Lightweight tools for working with GLEIF LEI data: preprocess, load, fuzzy query.

Project description

GoodGLEIF

Lightweight tools for working with GLEIF LEI data: preprocess, load, and fuzzy query company information.

Features

Smart Data Loading: Automatically finds and loads GLEIF data from multiple sources
Fuzzy Matching: Advanced company name matching with multiple strategies
Multiple Matching Strategies: Canonical, brief, and best matching approaches

Installation

pip install goodgleif

Quick Start

Basic Company Matching

from goodgleif.companymatcher import CompanyMatcher

# Initialize (data loads automatically on first match)
gg = CompanyMatcher()

# Search for companies (loads data automatically if needed)
matches = gg.match_best("Apple", limit=3, min_score=70)

print(f"Searching for: 'Apple'")
print("-" * 40)

for i, match in enumerate(matches, 1):
    print(f"{i}. {match['original_name']}")
    print(f"   Score: {match['canonical_name']}")
    print(f"   LEI: {match['lei']}")
    print(f"   Country: {match['country']}")
    print()

Simple Usage (No Path Required)

from goodgleif.companymatcher import CompanyMatcher

gg = CompanyMatcher()  # Uses default classified data

print("2. Searching for companies (data loads automatically)...")

# Search for multiple companies
queries = ["Apple", "Microsoft", "Tesla", "Goldman Sachs"]

for query in queries:
    print(f"\nSearching for: '{query}'")
    matches = gg.match_best(query, limit=3, min_score=80)
    
    if matches:
        for i, match in enumerate(matches, 1):
            print(f"  {i}. {match['original_name']} (Score: {match['score']:.1f})")
            print(f"     LEI: {match['lei']} | Country: {match['country']}")
    else:
        print(f"  No matches found for '{query}'")

print(f"\n4. System automatically used the best available data source!")
print("   - Partitioned files (if available)")
print("   - Single parquet file (fallback)")
print("   - Package resources (if distributed)")
print("   - Helpful error messages (if missing)")

Category-Specific Loading

Load specific industry categories for focused matching:

from goodgleif.companymatcher import CompanyMatcher

# Load only mining companies
mining_matcher = CompanyMatcher(category='obviously_mining')
mining_matches = mining_matcher.match_best("Gold Mining Corp")

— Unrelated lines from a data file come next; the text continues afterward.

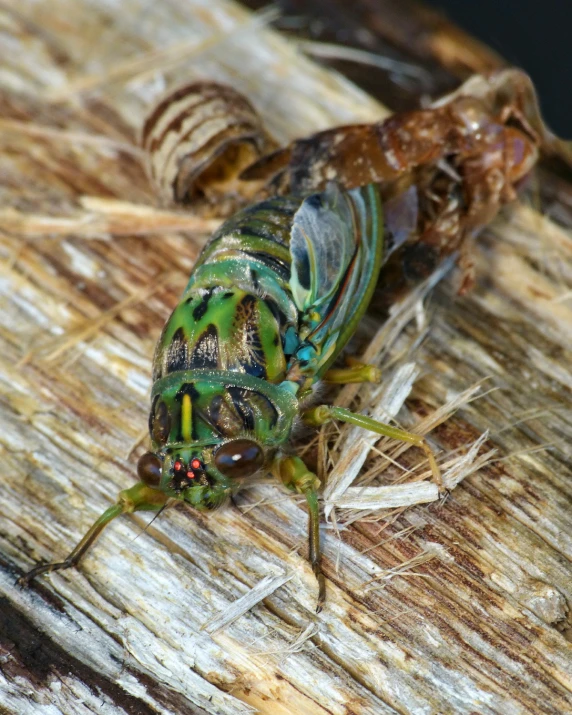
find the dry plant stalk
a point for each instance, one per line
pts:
(487, 631)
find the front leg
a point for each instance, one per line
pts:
(317, 416)
(355, 372)
(296, 476)
(139, 498)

# Load only financial companies  
financial_matcher = CompanyMatcher(category='financial')
financial_matches = financial_matcher.match_best("Goldman Sachs")

# Load metals and mining companies
metals_matcher = CompanyMatcher(category='metals_and_mining')
metals_matches = metals_matcher.match_best("Steel Works Inc")

Available Categories

# See all available categories
matcher = CompanyMatcher()
matcher.show_available_categories()

# List available categories programmatically
categories = CompanyMatcher.list_available_categories()
print(f"Available categories: {categories}")

Category Loading Benefits

Faster Loading: Only load the data you need
Focused Results: Search within specific industries
Smaller Memory Usage: Reduced memory footprint
Better Performance: Faster matching for targeted searches

Matching Strategies

GoodGLEIF offers three different matching strategies:

Canonical Matching

Preserves legal suffixes like "Inc.", "Corp.", "LLC":

from goodgleif.companymatcher import CompanyMatcher

gg = CompanyMatcher()

# Canonical matching (preserves legal suffixes)
canonical_matches = gg.match_canonical("Apple Inc", limit=2)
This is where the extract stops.